= Michael Angelo Pergolesi =

Italian artist

Michael Angelo Pergolesi (Michelangelo Pergolesi /it/) was an Italian decorative artist from the 18th century who worked mainly in England.

==Biography==
Biographical details are almost entirely lacking, but like Cipriani he was brought, or attracted, to England by Robert Adam after his famous continental tour. He worked so extensively for the Adams', and his designs are so closely typical of much upon which their reputation rests, that it is impossible to doubt his influence upon their style. His range, like theirs, was catholic. He designed furniture, mantelpieces, ceilings, chandeliers, doors and mural ornament with equal felicity, and as an artist in plaster work in low relief he was unapproached in his day.

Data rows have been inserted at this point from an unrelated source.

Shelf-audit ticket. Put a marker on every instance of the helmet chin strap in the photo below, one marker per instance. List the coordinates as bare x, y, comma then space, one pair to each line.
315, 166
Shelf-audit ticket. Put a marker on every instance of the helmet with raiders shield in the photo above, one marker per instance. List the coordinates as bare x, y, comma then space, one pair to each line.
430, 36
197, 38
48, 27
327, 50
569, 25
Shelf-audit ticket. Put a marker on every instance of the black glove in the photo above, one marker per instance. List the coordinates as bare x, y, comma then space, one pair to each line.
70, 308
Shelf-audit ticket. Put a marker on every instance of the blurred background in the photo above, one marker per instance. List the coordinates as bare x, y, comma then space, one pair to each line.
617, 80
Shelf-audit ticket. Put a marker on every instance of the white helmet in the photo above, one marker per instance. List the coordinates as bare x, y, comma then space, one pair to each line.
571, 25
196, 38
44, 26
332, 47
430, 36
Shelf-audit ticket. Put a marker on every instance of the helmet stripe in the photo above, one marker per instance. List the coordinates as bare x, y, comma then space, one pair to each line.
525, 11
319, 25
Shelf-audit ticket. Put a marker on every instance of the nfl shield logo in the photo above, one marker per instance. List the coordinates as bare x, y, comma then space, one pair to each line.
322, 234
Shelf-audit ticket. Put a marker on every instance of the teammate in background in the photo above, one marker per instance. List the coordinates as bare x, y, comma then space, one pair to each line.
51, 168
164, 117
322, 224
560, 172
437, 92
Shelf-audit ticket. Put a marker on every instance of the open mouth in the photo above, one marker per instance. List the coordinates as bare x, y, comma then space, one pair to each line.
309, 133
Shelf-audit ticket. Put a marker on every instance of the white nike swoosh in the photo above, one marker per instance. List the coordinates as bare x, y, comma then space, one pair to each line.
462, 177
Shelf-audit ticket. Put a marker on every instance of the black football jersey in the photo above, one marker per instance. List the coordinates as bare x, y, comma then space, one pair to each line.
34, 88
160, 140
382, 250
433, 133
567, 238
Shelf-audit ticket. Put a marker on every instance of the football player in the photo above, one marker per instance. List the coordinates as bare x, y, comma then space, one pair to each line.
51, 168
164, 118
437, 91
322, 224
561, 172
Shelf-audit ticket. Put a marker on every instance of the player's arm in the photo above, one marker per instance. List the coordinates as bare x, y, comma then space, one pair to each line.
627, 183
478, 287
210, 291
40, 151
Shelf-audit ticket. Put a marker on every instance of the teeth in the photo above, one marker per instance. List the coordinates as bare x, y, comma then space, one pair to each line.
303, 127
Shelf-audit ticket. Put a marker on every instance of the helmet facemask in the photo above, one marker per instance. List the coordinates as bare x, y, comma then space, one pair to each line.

He delighted in urns and sphinxes and interlaced gryphons, in amorini with bows and torches, in trophies of musical instruments and martial weapons, and in flowering arabesques which were always graceful if sometimes rather thin. The centre panels of his walls and ceilings were often occupied by classical and pastoral subjects painted by Cipriani, Angelica Kauffman or her husband Antonio Zucchi, and sometimes by himself. These nymphs and amorini, with their disengaged and riant air and classic grace, were not infrequently used as copies for painting upon that satinwood furniture of the last quarter of the 18th century which has never been surpassed for dainty elegance, and for the popularity of which Pergolesi was in large measure responsible; they were even reproduced in marquetry.

Some of this painted work was, apparently, executed by his own hand; most of the pieces attributed to him are remarkable examples of artistic taste and technical skill. His satinwood table-tops, china cabinets and side-tables are the last word in a daintiness which here and there perhaps is mere prettiness.

Pergolesi likewise designed silver plate, and many of his patterns are almost instinctively attributed to the brothers Adam by the makers and purchasers of modern reproductions. There is, moreover, reason to believe that he aided the Adam firm in purely architectural work. In later life Pergolesi appears, like Angelica Kauffman, to have returned to Italy.

Pergolesi wrote Designs for Various Ornaments on Seventy Plates, published between 1777 and 1801.